Reputation: 22668
I need to split a string using space but keep together the words surrounded by a specific character.
The specific characters can be `
, *
or **
.
Let me give an example:
The `String class` represents character strings.
All *string literals* in **Java programs**, such as **abc**
I want to have this result:
The
`String class`
represents
character
strings.
All
*string literals*
in
**Java programs**
,
such
as
**abc**
I am able to write regexp which split my input string to parts if I have only one kind of marker character.

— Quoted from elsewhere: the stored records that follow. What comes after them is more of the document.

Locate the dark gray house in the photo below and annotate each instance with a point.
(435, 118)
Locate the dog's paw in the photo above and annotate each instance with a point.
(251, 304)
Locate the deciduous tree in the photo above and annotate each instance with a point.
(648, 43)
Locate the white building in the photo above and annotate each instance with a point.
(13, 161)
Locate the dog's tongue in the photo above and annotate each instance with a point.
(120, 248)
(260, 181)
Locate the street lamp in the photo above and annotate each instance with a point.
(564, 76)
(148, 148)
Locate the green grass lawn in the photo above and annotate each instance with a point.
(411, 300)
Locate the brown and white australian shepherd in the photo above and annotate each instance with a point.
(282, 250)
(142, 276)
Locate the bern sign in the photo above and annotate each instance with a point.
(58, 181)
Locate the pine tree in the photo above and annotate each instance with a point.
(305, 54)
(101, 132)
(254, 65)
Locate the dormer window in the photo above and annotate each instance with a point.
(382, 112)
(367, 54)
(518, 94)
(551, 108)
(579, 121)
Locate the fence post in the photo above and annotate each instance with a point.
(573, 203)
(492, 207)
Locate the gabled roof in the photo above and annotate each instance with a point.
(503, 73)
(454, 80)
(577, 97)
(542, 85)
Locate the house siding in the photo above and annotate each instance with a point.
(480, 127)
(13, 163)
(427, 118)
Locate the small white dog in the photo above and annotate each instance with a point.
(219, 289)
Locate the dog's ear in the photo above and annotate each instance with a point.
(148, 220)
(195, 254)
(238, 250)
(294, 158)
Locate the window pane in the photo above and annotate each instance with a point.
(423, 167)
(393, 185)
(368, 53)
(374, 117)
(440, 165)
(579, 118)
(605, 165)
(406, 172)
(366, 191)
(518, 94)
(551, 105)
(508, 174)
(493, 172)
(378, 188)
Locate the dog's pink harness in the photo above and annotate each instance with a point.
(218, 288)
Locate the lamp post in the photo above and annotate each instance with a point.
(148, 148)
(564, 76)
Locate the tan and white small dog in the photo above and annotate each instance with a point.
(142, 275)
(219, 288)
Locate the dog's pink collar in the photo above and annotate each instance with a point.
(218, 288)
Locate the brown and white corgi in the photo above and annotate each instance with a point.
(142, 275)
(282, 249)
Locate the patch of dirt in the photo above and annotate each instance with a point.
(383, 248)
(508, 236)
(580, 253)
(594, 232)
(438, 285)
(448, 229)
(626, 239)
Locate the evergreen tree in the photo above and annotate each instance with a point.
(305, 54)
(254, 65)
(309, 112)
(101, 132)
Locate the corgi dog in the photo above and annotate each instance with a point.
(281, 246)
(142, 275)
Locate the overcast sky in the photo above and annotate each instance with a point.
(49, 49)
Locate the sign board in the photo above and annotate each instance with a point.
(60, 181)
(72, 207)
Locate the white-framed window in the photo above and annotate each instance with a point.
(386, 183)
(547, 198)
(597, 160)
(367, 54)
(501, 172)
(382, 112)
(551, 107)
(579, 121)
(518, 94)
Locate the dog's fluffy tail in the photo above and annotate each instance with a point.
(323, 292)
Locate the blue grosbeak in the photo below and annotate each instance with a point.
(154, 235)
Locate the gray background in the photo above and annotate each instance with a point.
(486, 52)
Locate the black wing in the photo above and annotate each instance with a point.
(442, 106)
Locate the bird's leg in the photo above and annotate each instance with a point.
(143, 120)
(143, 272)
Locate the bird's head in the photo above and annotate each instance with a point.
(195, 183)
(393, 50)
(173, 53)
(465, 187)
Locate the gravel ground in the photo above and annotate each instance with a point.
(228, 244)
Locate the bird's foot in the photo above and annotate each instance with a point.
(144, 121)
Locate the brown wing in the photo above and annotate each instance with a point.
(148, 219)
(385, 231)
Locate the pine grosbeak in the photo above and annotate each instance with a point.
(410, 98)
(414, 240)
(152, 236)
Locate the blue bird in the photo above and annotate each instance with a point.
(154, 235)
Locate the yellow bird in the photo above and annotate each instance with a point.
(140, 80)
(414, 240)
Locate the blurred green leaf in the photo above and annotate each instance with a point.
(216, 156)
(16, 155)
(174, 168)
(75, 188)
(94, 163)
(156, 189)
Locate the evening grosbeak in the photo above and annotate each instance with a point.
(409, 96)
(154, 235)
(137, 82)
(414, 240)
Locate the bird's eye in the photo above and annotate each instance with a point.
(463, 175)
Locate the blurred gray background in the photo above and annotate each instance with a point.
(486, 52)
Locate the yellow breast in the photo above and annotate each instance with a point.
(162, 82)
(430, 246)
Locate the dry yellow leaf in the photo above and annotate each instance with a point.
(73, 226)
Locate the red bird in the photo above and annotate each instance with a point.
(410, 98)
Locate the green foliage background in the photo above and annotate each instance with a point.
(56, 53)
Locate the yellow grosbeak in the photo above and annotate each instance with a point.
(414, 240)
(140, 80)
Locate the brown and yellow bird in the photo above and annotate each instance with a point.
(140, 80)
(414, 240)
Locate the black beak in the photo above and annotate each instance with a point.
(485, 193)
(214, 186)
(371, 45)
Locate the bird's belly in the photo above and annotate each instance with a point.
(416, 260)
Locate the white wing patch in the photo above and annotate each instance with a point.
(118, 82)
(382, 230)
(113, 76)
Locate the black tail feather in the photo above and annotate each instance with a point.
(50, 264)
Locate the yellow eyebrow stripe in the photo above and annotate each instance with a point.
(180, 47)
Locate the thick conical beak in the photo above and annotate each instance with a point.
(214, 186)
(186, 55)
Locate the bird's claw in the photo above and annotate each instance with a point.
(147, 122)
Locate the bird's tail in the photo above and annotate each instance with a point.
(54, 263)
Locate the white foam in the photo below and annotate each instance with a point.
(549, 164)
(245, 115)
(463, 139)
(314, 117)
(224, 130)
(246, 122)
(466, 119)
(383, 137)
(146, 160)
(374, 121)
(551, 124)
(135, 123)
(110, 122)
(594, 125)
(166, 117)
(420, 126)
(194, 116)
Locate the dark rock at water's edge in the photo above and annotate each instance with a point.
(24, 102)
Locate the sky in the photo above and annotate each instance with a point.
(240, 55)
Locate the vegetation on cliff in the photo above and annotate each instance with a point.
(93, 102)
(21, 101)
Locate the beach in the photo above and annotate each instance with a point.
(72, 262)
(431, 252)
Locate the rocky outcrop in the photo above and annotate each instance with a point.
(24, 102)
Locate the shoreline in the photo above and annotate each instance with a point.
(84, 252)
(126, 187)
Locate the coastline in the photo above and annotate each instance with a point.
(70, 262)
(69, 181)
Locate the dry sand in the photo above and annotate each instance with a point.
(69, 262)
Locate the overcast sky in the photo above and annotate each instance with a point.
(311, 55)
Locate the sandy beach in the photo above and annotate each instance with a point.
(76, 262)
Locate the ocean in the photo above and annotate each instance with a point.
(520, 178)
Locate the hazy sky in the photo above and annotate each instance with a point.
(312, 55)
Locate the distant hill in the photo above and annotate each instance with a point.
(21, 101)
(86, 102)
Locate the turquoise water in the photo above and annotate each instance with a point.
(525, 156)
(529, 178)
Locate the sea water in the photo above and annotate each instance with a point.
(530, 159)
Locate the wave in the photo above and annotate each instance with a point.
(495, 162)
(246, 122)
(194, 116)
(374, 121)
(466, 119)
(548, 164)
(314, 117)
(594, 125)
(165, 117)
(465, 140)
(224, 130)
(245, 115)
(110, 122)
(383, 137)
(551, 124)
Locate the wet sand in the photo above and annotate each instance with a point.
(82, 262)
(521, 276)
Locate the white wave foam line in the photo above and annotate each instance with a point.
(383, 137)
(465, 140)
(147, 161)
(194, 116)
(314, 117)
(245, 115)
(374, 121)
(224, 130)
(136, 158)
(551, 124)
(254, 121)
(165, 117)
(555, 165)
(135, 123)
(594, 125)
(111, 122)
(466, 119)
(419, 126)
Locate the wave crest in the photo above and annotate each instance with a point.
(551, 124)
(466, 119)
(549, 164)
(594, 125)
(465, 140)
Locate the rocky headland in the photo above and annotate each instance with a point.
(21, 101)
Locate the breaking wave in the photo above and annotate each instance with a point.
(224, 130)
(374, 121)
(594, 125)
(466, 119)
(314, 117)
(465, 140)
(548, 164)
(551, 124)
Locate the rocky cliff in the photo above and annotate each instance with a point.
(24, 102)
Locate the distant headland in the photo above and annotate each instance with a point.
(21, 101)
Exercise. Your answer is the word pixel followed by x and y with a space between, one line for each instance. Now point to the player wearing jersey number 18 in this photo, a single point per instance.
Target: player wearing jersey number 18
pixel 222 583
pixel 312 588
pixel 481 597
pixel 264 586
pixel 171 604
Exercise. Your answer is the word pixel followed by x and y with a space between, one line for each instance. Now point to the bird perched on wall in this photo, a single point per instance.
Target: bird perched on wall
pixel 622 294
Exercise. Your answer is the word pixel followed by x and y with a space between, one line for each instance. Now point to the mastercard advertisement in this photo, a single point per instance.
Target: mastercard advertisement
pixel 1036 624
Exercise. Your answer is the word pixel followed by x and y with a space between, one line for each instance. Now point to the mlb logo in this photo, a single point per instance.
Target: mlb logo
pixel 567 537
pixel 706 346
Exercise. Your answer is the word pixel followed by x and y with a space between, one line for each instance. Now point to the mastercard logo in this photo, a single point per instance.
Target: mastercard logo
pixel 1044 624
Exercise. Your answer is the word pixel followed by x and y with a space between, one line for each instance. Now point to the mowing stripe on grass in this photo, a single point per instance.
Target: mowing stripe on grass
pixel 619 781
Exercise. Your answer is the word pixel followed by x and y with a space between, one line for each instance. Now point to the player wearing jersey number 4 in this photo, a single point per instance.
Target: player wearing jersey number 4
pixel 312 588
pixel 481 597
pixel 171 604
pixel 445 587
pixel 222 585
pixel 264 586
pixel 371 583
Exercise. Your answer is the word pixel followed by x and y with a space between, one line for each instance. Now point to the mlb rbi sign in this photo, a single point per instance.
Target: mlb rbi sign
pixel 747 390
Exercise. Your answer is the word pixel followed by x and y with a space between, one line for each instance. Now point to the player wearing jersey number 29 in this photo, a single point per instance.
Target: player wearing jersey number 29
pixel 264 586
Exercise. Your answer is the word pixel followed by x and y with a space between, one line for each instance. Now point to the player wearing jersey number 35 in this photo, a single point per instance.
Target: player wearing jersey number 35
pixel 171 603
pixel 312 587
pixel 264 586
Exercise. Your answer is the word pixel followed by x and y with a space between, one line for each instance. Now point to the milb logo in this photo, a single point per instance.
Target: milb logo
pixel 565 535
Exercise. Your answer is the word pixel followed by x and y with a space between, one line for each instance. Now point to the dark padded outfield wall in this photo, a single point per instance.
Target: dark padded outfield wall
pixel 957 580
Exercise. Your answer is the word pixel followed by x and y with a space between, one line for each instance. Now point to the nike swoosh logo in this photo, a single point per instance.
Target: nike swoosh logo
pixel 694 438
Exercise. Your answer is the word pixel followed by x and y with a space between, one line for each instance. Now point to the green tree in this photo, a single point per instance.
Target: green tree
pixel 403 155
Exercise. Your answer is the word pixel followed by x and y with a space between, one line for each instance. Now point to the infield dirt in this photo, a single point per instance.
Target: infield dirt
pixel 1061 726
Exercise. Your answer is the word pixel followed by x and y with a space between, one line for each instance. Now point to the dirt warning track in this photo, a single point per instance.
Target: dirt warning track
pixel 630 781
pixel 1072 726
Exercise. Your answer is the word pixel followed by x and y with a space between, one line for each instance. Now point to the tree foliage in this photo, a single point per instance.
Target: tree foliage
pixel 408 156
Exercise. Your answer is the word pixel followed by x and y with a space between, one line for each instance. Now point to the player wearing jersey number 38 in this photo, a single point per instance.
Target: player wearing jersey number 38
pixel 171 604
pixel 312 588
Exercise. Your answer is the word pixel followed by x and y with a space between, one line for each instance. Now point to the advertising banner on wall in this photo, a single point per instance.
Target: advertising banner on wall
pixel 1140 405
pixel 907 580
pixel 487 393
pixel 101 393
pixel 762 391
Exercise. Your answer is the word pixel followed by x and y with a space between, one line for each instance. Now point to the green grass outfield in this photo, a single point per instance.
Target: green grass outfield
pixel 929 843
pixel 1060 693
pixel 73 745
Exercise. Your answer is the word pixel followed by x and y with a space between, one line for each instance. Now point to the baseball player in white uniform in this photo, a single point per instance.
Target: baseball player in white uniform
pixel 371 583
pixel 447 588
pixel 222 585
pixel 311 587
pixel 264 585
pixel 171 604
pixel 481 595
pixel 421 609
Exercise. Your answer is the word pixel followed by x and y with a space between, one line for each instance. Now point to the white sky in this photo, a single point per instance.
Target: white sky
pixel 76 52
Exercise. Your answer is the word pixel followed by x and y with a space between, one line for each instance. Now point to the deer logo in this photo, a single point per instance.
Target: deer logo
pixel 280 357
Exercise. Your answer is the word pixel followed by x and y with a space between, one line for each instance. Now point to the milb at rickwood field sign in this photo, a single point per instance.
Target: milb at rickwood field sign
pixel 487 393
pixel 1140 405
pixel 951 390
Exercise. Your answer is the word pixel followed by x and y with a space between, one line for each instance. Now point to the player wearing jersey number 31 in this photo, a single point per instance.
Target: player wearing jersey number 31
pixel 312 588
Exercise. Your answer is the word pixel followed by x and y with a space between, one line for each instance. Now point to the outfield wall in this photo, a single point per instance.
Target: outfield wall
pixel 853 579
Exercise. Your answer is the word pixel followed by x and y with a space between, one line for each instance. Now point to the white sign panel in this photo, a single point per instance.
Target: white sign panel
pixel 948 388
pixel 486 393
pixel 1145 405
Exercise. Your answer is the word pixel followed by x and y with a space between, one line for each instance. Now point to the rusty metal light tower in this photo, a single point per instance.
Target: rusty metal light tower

But unfortunately, I have multiply markers.
This is the regexp I use in my code: [^\s"]+|"[^"]*("|$)
. This works fine only with one marker:
String marker = "`";
String data = "The `String class` represents character strings. All *string literals* in **Java programs**, such as **abc**...";
String regexp = "[^\\s" + marker + "]+|" + marker + "[^" + marker + "]*(" + marker +"|$)";
Pattern pattern = Pattern.compile(regexp);
Matcher regexMatcher = pattern.matcher(data);
while (regexMatcher.find()) {
System.out.println(regexMatcher.group());
}
Output:
The
`String class`
...
*string
literals*
in
**Java
programs**,
such
as
**abc**...
I have tried to stick multiply markers, but the following solution does not work:
String marker = "`|\*"
I can write java code to do this job, but I thought that using regexp can be easier. But I am not sure about it now.
Upvotes: 2
Views: 64
Reputation: 18611
You may extract them with
`[^`]*`|(\*{1,2}).*?\1|\S+
See proof. This pattern will match strings between backticks, single- or double asterisks, and any non-whitespace chunks.
Use double backslash in Java code:
String regex = "`[^`]*`|(\\*{1,2}).*?\\1|\\S+";
Upvotes: 1